Even after Dr. Jones turned 100 he continued to keep office hours at the institute. He wrote 12 books, including a memoir about in vitro fertilization that was published last fall, “In Vitro Fertilization Comes to America: Memoir of a Medical Breakthrough.”

While in vitro fertilization is common today, it was initially met with resistance from some who were concerned about the ethics of “test tube” babies. EVMS notes that the Vatican reached out to the Joneses to help advise Pope John Paul II about in vitro fertilization after the 1981 birth of the U.S.’s first IVF baby, Elizabeth Jordan Carr, who is now a mother. In November 1982, the cover of Life magazine was dedicated to the “test-tube baby boom.”

In 1984, Dr.

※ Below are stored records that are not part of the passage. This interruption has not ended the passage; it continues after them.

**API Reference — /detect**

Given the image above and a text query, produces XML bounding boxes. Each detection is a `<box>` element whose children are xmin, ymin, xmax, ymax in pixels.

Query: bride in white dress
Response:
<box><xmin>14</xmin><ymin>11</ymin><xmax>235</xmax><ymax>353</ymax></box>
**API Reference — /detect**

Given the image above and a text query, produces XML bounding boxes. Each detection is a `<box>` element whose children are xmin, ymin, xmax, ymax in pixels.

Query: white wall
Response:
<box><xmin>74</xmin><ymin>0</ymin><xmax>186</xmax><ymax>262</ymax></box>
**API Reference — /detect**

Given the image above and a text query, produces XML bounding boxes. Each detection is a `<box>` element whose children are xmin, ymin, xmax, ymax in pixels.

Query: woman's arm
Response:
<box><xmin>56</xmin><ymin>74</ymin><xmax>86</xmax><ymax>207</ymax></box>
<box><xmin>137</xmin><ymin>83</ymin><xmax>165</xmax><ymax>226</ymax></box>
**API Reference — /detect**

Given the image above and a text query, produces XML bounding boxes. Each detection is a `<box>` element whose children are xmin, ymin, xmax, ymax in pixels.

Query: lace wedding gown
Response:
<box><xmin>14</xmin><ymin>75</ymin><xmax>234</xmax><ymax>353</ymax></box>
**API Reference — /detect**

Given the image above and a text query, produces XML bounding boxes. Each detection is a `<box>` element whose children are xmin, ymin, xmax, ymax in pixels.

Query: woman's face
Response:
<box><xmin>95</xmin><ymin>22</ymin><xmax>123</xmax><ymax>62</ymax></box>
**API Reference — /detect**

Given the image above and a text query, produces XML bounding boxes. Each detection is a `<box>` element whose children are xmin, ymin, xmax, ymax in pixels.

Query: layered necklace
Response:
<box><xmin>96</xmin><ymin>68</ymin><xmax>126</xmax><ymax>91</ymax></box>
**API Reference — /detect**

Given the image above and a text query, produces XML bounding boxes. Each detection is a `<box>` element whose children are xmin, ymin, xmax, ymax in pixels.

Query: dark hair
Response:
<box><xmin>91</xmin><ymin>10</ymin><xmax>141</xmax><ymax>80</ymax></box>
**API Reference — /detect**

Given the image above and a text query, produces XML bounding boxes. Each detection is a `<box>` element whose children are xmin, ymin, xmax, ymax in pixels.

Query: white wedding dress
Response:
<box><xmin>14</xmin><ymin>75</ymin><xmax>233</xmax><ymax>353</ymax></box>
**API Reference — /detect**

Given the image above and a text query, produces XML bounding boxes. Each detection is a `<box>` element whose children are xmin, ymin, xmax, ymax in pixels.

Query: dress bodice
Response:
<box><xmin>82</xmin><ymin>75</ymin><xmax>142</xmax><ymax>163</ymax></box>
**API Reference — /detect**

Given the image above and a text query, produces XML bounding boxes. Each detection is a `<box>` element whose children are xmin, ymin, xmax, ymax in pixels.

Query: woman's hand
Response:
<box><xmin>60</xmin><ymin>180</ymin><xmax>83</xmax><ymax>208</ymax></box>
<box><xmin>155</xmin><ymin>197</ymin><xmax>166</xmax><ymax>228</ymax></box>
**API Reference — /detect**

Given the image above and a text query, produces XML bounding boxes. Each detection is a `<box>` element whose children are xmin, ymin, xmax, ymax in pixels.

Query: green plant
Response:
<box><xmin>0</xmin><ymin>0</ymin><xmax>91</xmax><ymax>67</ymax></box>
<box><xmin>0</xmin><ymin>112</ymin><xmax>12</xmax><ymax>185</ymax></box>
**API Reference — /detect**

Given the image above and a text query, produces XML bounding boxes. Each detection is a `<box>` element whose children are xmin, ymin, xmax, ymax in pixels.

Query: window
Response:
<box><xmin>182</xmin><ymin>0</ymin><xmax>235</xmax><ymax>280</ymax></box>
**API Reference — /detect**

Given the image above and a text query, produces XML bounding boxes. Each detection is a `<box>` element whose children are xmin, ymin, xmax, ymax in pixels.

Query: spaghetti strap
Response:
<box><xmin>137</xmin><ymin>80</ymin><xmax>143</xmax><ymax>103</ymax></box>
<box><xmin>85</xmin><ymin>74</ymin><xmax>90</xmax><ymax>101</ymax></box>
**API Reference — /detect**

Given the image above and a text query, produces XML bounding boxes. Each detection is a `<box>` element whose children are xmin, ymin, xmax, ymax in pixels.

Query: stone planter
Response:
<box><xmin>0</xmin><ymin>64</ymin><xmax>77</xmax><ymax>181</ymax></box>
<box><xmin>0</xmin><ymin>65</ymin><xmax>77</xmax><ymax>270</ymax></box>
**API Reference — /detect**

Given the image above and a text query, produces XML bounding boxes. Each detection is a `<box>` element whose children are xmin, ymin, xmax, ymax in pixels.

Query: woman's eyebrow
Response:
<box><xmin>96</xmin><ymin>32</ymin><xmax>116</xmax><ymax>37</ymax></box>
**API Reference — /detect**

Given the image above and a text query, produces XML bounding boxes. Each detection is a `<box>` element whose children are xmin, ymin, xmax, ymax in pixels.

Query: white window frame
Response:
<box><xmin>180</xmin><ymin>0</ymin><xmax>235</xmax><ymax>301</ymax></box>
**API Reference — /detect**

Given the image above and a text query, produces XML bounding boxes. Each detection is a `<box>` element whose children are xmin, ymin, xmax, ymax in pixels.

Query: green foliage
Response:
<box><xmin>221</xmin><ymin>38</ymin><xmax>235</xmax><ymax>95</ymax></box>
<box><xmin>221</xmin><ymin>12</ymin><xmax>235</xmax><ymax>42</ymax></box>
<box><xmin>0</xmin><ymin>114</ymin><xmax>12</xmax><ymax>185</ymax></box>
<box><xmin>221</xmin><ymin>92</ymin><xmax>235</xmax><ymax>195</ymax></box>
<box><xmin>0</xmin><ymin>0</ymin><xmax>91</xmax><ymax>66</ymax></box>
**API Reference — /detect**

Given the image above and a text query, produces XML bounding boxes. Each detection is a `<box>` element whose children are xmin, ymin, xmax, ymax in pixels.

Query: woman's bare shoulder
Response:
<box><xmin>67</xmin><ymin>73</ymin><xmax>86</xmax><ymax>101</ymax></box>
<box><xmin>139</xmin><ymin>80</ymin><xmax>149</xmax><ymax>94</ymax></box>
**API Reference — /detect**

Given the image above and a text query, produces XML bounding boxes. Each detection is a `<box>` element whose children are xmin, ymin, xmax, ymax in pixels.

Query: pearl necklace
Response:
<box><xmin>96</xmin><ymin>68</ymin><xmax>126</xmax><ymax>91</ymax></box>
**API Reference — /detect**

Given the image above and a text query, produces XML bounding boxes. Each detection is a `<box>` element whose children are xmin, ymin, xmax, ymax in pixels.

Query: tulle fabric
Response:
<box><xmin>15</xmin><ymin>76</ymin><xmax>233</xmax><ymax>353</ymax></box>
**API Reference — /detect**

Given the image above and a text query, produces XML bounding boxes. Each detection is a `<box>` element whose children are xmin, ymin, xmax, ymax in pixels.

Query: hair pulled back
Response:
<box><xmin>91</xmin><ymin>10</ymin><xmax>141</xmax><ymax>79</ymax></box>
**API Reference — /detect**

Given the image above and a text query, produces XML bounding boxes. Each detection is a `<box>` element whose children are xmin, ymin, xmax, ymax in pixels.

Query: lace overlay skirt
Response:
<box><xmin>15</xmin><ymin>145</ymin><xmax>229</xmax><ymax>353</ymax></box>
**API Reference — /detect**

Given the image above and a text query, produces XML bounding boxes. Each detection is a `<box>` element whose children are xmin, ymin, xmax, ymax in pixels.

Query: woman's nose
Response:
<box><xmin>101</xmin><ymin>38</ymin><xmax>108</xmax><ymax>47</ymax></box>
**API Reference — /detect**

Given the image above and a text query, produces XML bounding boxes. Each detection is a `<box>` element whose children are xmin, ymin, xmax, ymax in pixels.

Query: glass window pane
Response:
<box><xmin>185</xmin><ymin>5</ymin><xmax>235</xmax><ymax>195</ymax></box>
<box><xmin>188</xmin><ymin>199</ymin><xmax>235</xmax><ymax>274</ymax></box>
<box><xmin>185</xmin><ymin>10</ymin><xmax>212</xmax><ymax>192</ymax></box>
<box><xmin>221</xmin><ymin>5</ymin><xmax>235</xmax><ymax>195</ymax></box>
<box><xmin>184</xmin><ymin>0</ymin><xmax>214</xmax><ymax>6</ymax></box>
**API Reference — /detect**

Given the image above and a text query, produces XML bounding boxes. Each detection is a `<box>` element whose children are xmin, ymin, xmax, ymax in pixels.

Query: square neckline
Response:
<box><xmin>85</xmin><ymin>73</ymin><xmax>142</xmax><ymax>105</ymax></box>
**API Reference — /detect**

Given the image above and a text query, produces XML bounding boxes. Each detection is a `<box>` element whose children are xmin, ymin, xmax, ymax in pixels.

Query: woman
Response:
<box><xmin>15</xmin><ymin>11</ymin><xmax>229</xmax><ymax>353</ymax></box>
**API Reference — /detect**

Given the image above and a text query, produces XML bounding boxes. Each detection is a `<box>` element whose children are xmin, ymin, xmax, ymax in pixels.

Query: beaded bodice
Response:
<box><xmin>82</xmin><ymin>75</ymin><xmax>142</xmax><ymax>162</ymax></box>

Jones helped create an ethics committee under the American Fertility Society, which is now the American Society for Reproductive Medicine.

Howard W. Jones was born Dec. 30, 1910, in Baltimore. As a child, he went on house calls with his father, who was a physician. He graduated from Amherst College in Massachusetts in 1931 and from Johns Hopkins University medical school in 1935.

He worked at John Hopkins University for three decades and was the physician who treated Henrietta Lacks for cancer at Johns Hopkins. Cell samples from a biopsy of Lacks’s tumor became known as “HeLa” cells and have been used for research purposes for decades.

Dr. Jones’s role in the controversial Lacks case is recounted in the 2010 book “The Immortal Life of Henrietta Lacks” by Rebecca ­Skloot.